DISCUSSION
PPOIT induced desensitization in 75% and 8-week SU in 60% of patients, with SU persisting at 3-years post-treatment in 55% of initial treatment responders. These findings support the previous PPOIT-001 randomized trial10 results, confirming that PPOIT is highly effective at inducing SU and that SU persists long-term in a majority of treatment responders. Importantly, the PPOIT-002 study applied a more robust measure of SU at end-of-treatment than in the PPOIT-001 trial, with the DBPCFC performed at 8-weeks post-treatment (rather than 2-6 weeks post-treatment) and with a higher cumulative dose of peanut protein (4950mg vs. 4000mg) administered during DBPCFC. Assessment criteria for persistent SU were similar in both studies and yielded similar results with 54.5% of treatment responders retaining SU at 3-years post-treatment in the present study (4950mg peanut protein, 8-weeks elimination) and 70% of treatment responders retaining SU at 4-years post-treatment in PPOIT-001 (4000mg peanut protein, 8-weeks elimination).
Peanut OIT is associated with frequent reactions despite restrictive measures and dosing rules9. Gastrointestinal symptoms in particular are common and eosinophilic esophagitis (EoE) has been reported in 2.7% to 5.3% of treated patients15-17. PPOIT treatment in this study did not result in SAEs or EoE. The majority of participants experienced treatment-related AEs, with the majority of these being mild.
Treatment withdrawals may provide a measure of tolerability.
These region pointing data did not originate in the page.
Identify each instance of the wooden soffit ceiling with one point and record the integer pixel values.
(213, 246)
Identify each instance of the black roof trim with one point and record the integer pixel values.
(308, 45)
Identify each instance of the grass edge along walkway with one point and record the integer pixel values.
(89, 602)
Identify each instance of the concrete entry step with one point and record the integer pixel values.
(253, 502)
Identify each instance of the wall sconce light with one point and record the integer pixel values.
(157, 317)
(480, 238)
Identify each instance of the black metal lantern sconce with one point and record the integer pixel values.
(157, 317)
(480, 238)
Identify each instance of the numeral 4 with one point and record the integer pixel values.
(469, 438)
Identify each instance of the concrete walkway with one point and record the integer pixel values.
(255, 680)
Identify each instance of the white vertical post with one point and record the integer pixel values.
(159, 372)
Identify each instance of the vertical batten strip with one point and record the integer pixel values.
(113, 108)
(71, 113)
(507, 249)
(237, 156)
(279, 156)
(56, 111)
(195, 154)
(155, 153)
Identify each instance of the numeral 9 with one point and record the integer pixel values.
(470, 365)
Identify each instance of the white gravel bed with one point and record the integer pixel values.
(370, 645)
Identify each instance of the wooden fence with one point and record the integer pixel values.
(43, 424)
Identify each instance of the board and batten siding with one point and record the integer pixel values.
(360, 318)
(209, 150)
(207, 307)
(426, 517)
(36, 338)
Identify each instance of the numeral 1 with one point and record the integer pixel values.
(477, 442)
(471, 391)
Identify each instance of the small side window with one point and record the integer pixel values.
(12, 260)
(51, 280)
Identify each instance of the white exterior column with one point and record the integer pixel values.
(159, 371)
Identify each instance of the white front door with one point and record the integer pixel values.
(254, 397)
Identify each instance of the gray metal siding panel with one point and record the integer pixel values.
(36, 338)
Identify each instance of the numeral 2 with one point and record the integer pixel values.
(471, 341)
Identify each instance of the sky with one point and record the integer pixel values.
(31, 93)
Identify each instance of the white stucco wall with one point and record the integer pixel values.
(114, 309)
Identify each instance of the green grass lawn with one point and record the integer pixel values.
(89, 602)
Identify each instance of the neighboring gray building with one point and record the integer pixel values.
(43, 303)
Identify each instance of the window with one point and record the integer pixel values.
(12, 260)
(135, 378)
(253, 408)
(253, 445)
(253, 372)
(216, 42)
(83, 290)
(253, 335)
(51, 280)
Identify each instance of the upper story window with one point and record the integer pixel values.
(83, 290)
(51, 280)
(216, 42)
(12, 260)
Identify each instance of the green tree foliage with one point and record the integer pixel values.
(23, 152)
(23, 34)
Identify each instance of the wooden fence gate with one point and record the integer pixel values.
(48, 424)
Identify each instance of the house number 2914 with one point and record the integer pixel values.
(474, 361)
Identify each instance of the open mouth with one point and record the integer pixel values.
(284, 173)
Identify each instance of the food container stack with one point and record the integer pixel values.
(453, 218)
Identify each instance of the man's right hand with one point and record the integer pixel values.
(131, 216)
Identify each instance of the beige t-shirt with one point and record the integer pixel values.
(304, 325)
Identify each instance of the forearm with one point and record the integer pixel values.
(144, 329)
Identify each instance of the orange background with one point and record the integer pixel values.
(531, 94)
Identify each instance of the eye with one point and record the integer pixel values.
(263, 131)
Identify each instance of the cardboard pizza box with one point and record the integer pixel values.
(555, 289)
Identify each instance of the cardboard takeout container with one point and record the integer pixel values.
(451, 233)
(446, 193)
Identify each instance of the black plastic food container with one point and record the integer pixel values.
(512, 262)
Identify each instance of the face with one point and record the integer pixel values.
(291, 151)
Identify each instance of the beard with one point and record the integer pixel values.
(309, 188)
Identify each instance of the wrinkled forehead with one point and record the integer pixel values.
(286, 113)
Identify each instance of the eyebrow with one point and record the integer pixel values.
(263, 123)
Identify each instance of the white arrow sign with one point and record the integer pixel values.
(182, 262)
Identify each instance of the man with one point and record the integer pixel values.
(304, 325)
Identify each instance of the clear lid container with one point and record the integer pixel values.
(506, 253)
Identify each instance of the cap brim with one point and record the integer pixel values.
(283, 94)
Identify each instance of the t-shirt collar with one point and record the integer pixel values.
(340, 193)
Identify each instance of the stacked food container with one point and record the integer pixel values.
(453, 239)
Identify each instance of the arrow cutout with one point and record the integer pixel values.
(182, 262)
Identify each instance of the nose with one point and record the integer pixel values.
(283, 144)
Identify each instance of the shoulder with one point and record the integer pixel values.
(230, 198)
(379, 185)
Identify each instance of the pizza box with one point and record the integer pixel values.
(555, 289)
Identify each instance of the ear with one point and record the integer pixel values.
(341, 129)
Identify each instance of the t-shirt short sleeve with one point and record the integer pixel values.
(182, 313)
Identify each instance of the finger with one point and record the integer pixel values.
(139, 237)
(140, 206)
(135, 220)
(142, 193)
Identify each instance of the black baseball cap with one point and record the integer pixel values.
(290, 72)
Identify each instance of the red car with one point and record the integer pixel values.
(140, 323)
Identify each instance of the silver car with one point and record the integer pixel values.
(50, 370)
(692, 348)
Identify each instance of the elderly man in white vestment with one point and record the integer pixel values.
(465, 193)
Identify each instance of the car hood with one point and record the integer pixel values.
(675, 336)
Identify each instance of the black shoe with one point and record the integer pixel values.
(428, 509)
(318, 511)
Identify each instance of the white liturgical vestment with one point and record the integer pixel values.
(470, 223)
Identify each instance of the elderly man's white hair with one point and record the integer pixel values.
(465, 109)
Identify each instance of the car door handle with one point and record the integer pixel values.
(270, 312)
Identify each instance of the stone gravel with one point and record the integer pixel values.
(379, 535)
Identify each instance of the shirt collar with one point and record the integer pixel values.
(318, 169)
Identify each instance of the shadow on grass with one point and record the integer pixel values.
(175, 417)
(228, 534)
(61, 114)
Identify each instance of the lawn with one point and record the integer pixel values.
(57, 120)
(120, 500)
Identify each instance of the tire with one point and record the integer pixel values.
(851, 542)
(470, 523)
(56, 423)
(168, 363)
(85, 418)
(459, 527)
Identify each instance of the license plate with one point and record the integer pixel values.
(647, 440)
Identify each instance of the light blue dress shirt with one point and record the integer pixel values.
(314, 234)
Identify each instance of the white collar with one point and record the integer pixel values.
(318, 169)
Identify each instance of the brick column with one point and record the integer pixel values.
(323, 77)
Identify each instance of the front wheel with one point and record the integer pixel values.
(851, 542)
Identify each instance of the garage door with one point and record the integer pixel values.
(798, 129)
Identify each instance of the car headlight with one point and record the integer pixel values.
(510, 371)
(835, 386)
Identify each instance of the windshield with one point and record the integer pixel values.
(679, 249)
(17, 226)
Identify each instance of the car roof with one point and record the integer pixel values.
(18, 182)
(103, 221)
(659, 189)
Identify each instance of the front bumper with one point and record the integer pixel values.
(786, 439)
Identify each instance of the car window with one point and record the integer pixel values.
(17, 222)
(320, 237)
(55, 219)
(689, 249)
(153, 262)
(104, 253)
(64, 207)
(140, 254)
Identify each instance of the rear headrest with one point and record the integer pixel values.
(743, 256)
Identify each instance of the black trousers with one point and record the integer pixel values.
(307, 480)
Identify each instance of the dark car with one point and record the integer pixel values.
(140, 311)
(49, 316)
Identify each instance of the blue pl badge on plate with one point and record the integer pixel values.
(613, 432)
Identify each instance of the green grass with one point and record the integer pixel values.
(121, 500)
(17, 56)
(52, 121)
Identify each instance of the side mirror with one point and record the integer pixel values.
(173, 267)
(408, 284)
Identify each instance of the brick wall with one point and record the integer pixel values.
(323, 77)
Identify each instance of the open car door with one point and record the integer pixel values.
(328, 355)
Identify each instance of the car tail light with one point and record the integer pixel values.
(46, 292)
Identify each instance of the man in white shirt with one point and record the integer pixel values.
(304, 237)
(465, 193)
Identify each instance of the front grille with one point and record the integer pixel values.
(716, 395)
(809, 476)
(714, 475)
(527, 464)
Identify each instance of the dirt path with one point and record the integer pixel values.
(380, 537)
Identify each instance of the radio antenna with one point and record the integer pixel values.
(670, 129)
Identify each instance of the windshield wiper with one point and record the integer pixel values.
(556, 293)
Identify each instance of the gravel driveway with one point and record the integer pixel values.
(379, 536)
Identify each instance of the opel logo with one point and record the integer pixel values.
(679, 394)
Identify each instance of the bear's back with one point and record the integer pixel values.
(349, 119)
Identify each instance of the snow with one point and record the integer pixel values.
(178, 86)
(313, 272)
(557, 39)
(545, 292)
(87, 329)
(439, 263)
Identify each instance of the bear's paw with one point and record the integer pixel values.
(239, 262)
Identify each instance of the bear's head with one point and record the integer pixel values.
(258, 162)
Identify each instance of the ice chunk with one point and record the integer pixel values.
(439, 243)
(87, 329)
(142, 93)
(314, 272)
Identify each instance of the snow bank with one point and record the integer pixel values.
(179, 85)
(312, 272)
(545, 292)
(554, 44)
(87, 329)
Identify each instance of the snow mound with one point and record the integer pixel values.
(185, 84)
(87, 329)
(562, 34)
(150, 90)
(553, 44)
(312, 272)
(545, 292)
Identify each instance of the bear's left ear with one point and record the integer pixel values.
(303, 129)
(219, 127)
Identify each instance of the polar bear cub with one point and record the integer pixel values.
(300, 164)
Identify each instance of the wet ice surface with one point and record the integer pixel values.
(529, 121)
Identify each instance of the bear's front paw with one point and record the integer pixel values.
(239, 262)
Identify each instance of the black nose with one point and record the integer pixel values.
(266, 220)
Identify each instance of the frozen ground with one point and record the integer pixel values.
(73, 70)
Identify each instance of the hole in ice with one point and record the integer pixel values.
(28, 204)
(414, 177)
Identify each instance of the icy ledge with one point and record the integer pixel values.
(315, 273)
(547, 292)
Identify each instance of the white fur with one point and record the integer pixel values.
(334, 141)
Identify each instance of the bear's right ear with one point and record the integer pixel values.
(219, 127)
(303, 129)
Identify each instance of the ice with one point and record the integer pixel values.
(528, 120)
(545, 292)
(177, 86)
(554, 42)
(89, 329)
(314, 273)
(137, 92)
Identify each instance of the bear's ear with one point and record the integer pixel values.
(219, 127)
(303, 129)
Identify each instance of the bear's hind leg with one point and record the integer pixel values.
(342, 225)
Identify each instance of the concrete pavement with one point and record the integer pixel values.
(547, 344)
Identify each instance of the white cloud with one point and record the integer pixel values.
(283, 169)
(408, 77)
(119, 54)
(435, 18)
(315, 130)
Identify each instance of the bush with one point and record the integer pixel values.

Studies of peanut OIT have consistently reported high withdrawal rates due to treatment-related AEs (12%-15%), in particular treatment-related gastrointestinal AEs (6-10% withdrawals)18-20. A large phase-3 study evaluating a 300mg peanut OIT (Palforzia, AR101), reported that 24.5% (102/416) of subjects in the active treatment group withdrew during the treatment phase, with 11.6% withdrawing due to AE19. In the present study, there were no treatment discontinuations due to PPOIT-related AEs or PPOIT-related gastrointestinal AEs despite 6-7-fold higher maintenance dose; however the sample size is small. Studies have shown Lactobacillus rhamnosus can inhibit intestinal epithelial cell inflammatory responses, increase gut barrier function through increased mucus production, and increase secretory IgA production21-23, which provide a plausible pathway for reduced gastrointestinal symptoms and improved tolerability of OIT.
The mechanisms underpinning desensitization and SU remain elusive. Reduction in allergen-specific IgE reflects modulation of the underlying allergic response to allergen and is associated with successful attainment of SU18,24. Studies suggest that longer duration of OIT has greater ability in reducing allergen-specific IgE levels18,25. In this study, 18-months of PPOIT led to significant reduction in circulating peanut and peanut component sIgE levels, and levels continued to decrease over the 3-years post-treatment, suggesting long-lasting redirection of the underlying allergic response.
HRQL reflects patient perceived benefits of treatment that are not necessarily captured by other endpoints. When evaluating food allergy treatments, improvement in patient reported outcomes is relevant to assessment of cost effectiveness, benefit over risk, and clinical meaningfulness of endpoint improvements. A meta-analysis of peanut OIT studies, most of which induced desensitization without SU, found no convincing evidence that peanut OIT can improve HRQL9. In our study, HRQL/FAQL (FAQLQ-PF/FAIM) improved significantly by 12-months post-treatment and improvements were sustained at 3-years post-treatment. The greatest improvement was for the sub-scale assessing food-related anxiety. Our findings here are consistent with previous results from the PPOIT-001 randomized trial and support the notion that SU leads to improved quality of life whereas desensitization may not12.
The major limitations of this study were the small sample size and open-label design. Known weaknesses of open-label studies include being more at risk of bias and overestimation of treatment-related AEs. Strengths of this study are the comprehensive assessments that were taken, including clinical efficacy, immunological measures and HRQL, as well as the long-term assessment at 3-years post-treatment. Retention from end-of-treatment to 3-years post-treatment was high at 81.25% (13/16). Additionally, peanut allergy diagnosis was confirmed by DBPCFC at study entry and a more robust measure of SU (longer duration of elimination and higher cumulative challenge dose) was applied in this study compared to the previous PPOIT-001 study.
To conclude, sustained treatment benefit is a vital factor to consider in any clinical trial. Findings from this single-arm open-label study demonstrated that PPOIT induced desensitization and SU in a high proportion of treated patients, with persistence of SU out to 3-years post-treatment in a majority of initial responders, and sustained HRQL improvements. Persistent SU was associated with lasting reduction in peanut sIgE, providing compelling evidence that PPOIT modulated the underlying allergic response with durable effect. Further studies are needed to clarify whether the addition of probiotic to peanut OIT contributes to efficacy and/or safety outcomes.